Apple has quietly started approving App Store submissions compatible with its forthcoming iOS 5 mobile platform revamp, suggesting the upgraded OS could formally launch as soon as next month. Cult of Mac reports that Apple has approved at least two iOS 5 updates: Version 1.5.4 of the Mashable! application explicitly cites “iOS 5 compatibility,” while tap tap tap’s Camera+ is more sly, indicating “compatibility with that upcoming OS That Must Not Be Named.”

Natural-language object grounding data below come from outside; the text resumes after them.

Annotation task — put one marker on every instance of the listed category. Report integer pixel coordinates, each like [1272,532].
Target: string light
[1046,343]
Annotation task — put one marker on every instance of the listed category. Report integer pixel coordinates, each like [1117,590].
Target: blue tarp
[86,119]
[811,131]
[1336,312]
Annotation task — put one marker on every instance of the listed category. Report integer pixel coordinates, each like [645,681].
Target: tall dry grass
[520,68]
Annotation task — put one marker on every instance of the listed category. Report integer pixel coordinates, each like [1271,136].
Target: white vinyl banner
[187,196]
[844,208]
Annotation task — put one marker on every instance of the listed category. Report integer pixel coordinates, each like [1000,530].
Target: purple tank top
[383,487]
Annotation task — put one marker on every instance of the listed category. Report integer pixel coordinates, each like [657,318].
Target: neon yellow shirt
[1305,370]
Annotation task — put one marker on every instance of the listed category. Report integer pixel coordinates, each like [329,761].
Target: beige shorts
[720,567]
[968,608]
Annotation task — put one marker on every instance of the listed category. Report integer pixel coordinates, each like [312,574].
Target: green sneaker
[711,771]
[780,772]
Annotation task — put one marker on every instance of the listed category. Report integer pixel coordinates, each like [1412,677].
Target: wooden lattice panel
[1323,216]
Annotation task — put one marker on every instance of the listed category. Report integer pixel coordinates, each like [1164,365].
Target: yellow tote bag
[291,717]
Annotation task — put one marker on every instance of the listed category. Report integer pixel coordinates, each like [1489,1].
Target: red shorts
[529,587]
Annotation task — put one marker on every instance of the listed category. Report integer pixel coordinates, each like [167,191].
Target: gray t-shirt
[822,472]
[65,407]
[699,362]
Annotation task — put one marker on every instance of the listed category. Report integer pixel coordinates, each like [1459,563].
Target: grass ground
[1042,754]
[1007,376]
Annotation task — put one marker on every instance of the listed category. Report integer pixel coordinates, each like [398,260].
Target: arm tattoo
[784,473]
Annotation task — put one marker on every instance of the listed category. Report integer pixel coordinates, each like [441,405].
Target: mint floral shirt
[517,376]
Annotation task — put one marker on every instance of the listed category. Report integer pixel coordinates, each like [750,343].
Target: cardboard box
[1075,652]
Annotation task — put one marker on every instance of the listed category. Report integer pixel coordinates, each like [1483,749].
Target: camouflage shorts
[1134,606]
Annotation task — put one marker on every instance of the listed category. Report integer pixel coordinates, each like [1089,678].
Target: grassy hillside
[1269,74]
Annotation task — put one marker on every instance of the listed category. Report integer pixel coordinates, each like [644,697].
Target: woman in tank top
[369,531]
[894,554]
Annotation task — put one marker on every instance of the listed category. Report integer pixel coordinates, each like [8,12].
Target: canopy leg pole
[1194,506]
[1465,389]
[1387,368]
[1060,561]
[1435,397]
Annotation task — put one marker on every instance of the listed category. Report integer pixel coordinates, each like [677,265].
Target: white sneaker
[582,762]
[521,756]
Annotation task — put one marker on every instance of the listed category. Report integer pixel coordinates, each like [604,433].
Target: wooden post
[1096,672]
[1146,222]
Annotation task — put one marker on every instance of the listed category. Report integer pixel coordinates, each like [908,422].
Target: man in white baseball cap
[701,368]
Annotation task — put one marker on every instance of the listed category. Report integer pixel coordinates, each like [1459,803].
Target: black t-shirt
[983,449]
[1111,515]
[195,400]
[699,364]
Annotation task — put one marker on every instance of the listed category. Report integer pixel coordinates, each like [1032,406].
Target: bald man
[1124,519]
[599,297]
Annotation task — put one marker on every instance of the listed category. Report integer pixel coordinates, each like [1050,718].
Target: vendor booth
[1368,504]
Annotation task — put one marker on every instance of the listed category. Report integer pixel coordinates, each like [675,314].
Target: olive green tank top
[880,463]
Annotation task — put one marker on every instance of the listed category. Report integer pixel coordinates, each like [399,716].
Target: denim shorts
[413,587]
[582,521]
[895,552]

Late last month, Apple seeded iOS 5 beta 4 to registered iOS developers. The release is the first version of iOS to arrive via over-the-air update–Apple officially introduced OTA updates late last month with the release of iOS 5 beta 2, enabling users to activate and set up iOS devices out of the box and receive software updates sans a conventional computer connection, but at that time, no compatible updates were available.
First unveiled in June during Apple’s annual Worldwide Developers Conference, iOS 5 heralds more than 200 new user features and brings 1,500 new APIs. It is first and foremost about seamless integration with Apple’s free iCloud service, which replaces Apple’s premium MobileMe offering. The iCloud automatically syncs content on Apple servers for access across iOS devices as well as Macs and PCs–each day, iCloud Backup saves information from the user’s iOS devices over Wi-Fi, storing content including purchased music, apps and books, as well as photos, videos, device settings and app data. In addition, Apple’s App Store and iBookstore now download purchased iOS apps and books to all authorized devices, not just the unit on which they were purchased.
Earlier this week, Apple released the beta version of iCloud to developer partners, in the process revealing its storage upgrade pricing plans. Apple previously stated that all iOS 5 and Mac OS X Lion users will be given 5 GB of free iCloud storage–users looking to expand their digital lockers will be charged $20 per year for 15 GB total, $40 per year for 25 GB or $100 per year for 55 GB total.